Non c’è da stupirsi, la vittoria sembrava inevitabile visti i risultati sia di critica che di pubblico raggiunti già alla sua uscita. Nel primo weekend di proiezione in sala ha incassato, solo negli Stati Uniti e Canada, 501.305 dollari, per poi raggiungere il 9 giugno dello stesso anno la soglia degli 80 milioni a livello globale. Un risultato mai raggiunto fino ad ora dalla casa di produzione indipendente A24, nota in particolare per le sue pellicole arthouse horror che hanno dato una scossa alla critica in questi ultimi anni, come ‘Hereditary: Le Origini del male’ o ‘The Witch’. L’azienda newyorkese è riuscita tuttavia a discostarsi da quel senso di superiorità intellettuale che per alcuni caratterizza questi nuovi film del filone horror-elitario e mostrarci un lato diverso del proprio repertorio. Battezzato dal festival texano di cinema indipendente South by Southwest (SXSW), confezionato e perfettamente recitato per i nostri schermi, Everything Everywhere All at Once è un film che sa stupire per la sua abilità nel trattare temi fantascientifici, già presenti nel panorama cinematografico odierno ed adattarli ad un pubblico desideroso di novità nel panorama sci-fi.

Everything Everywhere All at Once’ racconta il tema del multiverso in chiave opposta a quella dei film a grosso impatto commerciale, come può essere il recente ‘Doctor Strange’ di Scott Derrickson e lo fa contrapponendo brillanti riflessioni sull’esistenzialismo e veri e propri sketch comici. Il vero punto di forza del film è riuscire ad evitare spiegazioni di natura filosofica per concentrarsi maggiormente sulla quotidianità. Fin dalla prima scena, la protagonista, Evelyn Wang, è mostrata come una donna qualsiasi: gestrice di una lavanderia a gettoni, conduce una vita ordinaria e priva di stimoli. Tra il rapporto precario con il marito, la relazione difficile con la figlia e i legami complessi con il padre sembra quasi ‘forzato’ pensare che possa trattarsi di un vero e proprio film fantascientifico. Ciononostante è proprio durante una di queste scene di vita monotona – ossia l’incontro con l’impiegata dell’agenzia delle entrate – che la narrazione compie un salto attraverso la dimensione del multiverso e si sviluppa in una serie di eventi che mostrano tutte le possibili varianti del nostro universo, sfociando addirittura nel bizzarro. Tra i classici tropi narrativi che accompagnano il film, come il cattivo onnipresente che ha i mano le sorti dell’universo, e i temi più verosimili e rappresentativi della nostra stessa realtà, i Daniels riescono a combinare assieme vari elementi senza mai appesantire il film. Le scene ricorrono abbondantemente alle citazioni di altre pellicole, da ‘2001, Odissea nello spazio’ a ‘Ratatouille’, fino a raggiungere il romanticismo del classico ‘In the Mood for Love’ di Wong Kar-Wai. Quello che potrebbe apparire una sorta di guazzabuglio visuale di riferimenti a terzi, in realtà riesce, pur nella sua caoticità, a rimanere fedele alla premessa iniziale fino alla fine.
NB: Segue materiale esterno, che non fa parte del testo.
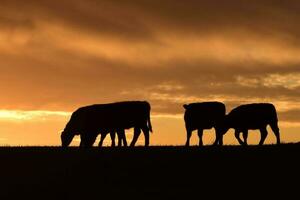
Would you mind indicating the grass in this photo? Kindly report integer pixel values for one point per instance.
(149, 173)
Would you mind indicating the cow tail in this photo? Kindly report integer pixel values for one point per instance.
(149, 122)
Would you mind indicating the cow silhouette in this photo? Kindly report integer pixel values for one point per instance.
(91, 120)
(250, 117)
(120, 134)
(204, 115)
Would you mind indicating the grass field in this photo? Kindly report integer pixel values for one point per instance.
(158, 172)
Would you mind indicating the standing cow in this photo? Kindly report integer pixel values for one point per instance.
(204, 115)
(250, 117)
(91, 120)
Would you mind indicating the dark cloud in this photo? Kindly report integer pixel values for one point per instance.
(140, 19)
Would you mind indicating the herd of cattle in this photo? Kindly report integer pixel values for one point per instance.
(115, 118)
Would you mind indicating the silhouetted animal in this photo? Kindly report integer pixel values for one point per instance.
(250, 117)
(91, 120)
(120, 134)
(204, 115)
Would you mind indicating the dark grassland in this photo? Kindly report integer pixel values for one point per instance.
(158, 172)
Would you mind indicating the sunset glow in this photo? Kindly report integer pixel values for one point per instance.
(58, 56)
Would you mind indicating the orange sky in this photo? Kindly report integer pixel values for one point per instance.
(56, 56)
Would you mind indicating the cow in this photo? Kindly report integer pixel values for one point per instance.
(251, 117)
(120, 134)
(91, 120)
(203, 115)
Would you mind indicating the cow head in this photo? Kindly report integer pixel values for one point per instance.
(66, 138)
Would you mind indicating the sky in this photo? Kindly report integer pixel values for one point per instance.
(56, 56)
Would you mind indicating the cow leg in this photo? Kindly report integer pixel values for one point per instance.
(87, 140)
(136, 134)
(200, 134)
(237, 136)
(245, 136)
(146, 134)
(112, 137)
(102, 137)
(219, 137)
(188, 137)
(121, 137)
(275, 130)
(82, 141)
(263, 133)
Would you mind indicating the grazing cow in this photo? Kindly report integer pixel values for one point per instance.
(204, 115)
(91, 120)
(250, 117)
(120, 134)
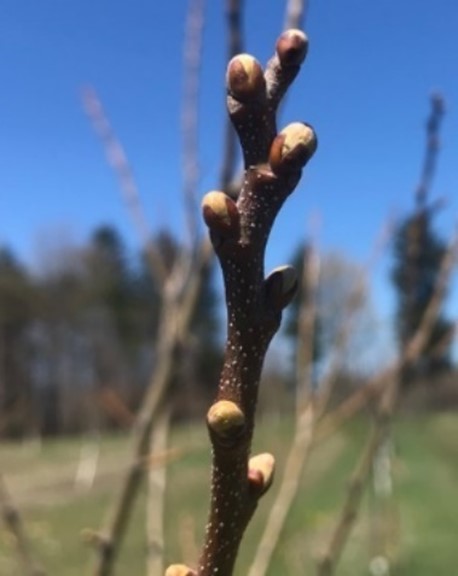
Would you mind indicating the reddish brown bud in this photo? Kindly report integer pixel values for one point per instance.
(245, 78)
(281, 286)
(292, 47)
(261, 470)
(292, 148)
(220, 214)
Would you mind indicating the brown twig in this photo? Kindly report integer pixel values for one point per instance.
(189, 115)
(234, 46)
(157, 479)
(384, 413)
(239, 232)
(128, 186)
(14, 524)
(305, 421)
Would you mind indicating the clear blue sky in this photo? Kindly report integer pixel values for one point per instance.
(365, 88)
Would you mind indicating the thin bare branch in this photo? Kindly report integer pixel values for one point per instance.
(384, 413)
(305, 419)
(118, 161)
(190, 114)
(157, 479)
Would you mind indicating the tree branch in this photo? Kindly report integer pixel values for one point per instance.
(239, 232)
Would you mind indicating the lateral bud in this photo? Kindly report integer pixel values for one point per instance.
(281, 286)
(221, 214)
(179, 570)
(292, 148)
(225, 420)
(261, 470)
(245, 78)
(292, 47)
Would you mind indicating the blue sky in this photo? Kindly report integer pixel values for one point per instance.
(365, 88)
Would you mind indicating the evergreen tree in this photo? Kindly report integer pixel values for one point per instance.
(418, 253)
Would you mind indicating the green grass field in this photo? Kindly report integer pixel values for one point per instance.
(423, 515)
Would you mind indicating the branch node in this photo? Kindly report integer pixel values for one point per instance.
(281, 286)
(261, 470)
(226, 421)
(292, 47)
(221, 214)
(292, 148)
(245, 78)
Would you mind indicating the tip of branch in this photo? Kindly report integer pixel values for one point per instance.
(292, 47)
(245, 78)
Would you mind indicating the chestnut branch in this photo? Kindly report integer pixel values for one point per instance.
(239, 231)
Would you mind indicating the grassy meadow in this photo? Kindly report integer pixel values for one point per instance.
(423, 514)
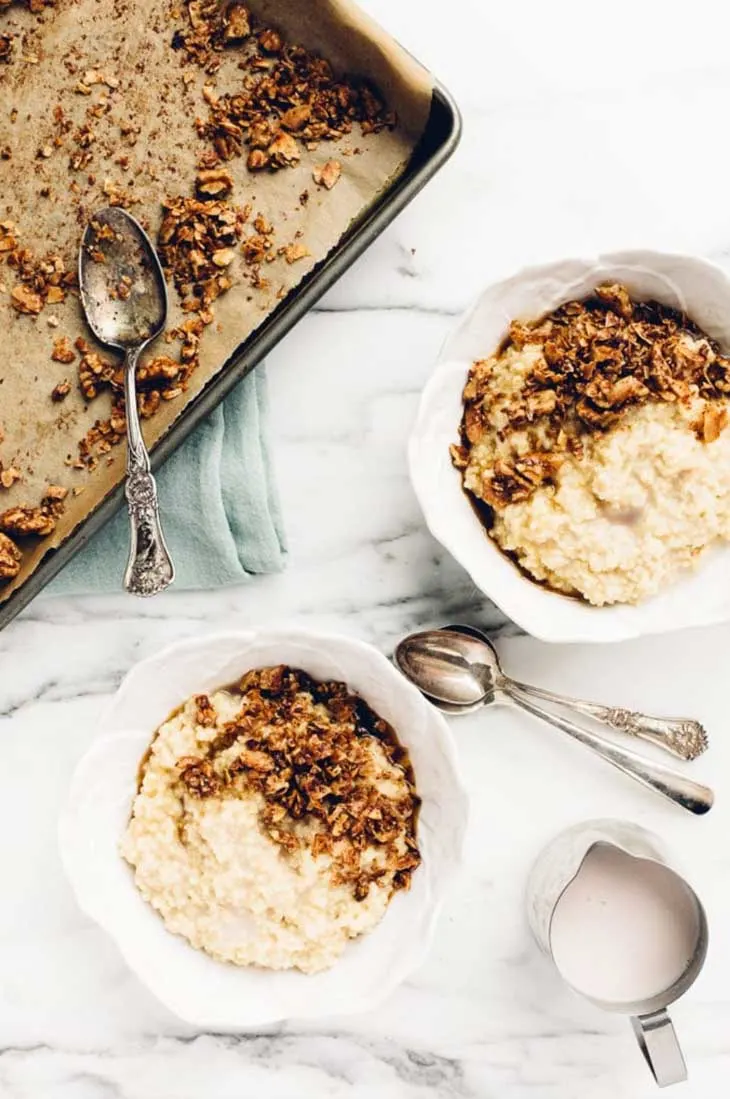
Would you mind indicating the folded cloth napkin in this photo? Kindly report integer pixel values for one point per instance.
(218, 500)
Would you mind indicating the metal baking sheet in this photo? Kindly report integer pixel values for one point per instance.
(438, 143)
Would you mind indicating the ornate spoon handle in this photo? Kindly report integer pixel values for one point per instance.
(692, 796)
(150, 568)
(682, 736)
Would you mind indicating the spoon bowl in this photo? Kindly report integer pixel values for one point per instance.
(460, 673)
(451, 666)
(121, 281)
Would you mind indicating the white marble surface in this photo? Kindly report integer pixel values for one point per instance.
(587, 126)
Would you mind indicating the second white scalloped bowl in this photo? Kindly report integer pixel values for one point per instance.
(700, 598)
(209, 994)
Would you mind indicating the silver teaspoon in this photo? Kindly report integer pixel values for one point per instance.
(446, 666)
(682, 736)
(125, 302)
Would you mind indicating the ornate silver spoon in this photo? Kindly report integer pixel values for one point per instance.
(450, 668)
(125, 302)
(682, 736)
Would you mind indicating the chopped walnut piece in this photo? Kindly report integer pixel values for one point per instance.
(61, 391)
(205, 711)
(327, 175)
(10, 558)
(213, 182)
(271, 42)
(295, 252)
(63, 351)
(9, 476)
(6, 46)
(711, 424)
(25, 300)
(283, 151)
(236, 20)
(23, 521)
(199, 777)
(296, 118)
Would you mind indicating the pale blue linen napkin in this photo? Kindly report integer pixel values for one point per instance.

La cura meticolosa dei dettagli della scenografia quasi artigianale stupisce, considerando che la maggior parte degli effetti visivi sono stati creati da un piccolo team di sei artisti, sotto la guida di Zak Stoltz. Il tutto è accompagnato dalla perfetta performance di Michelle Yeoh, che rende impossibile staccare gli occhi dallo schermo, accompagnandoci attraverso mondi di “ordinaria” follia, dove l’irrazionalità diventa protagonista.

Sicuramente il film merita di essere visto per valutare se davvero i 7 oscar siano meritati, io penso che lo siano. Agli spettatori il giudizio finale.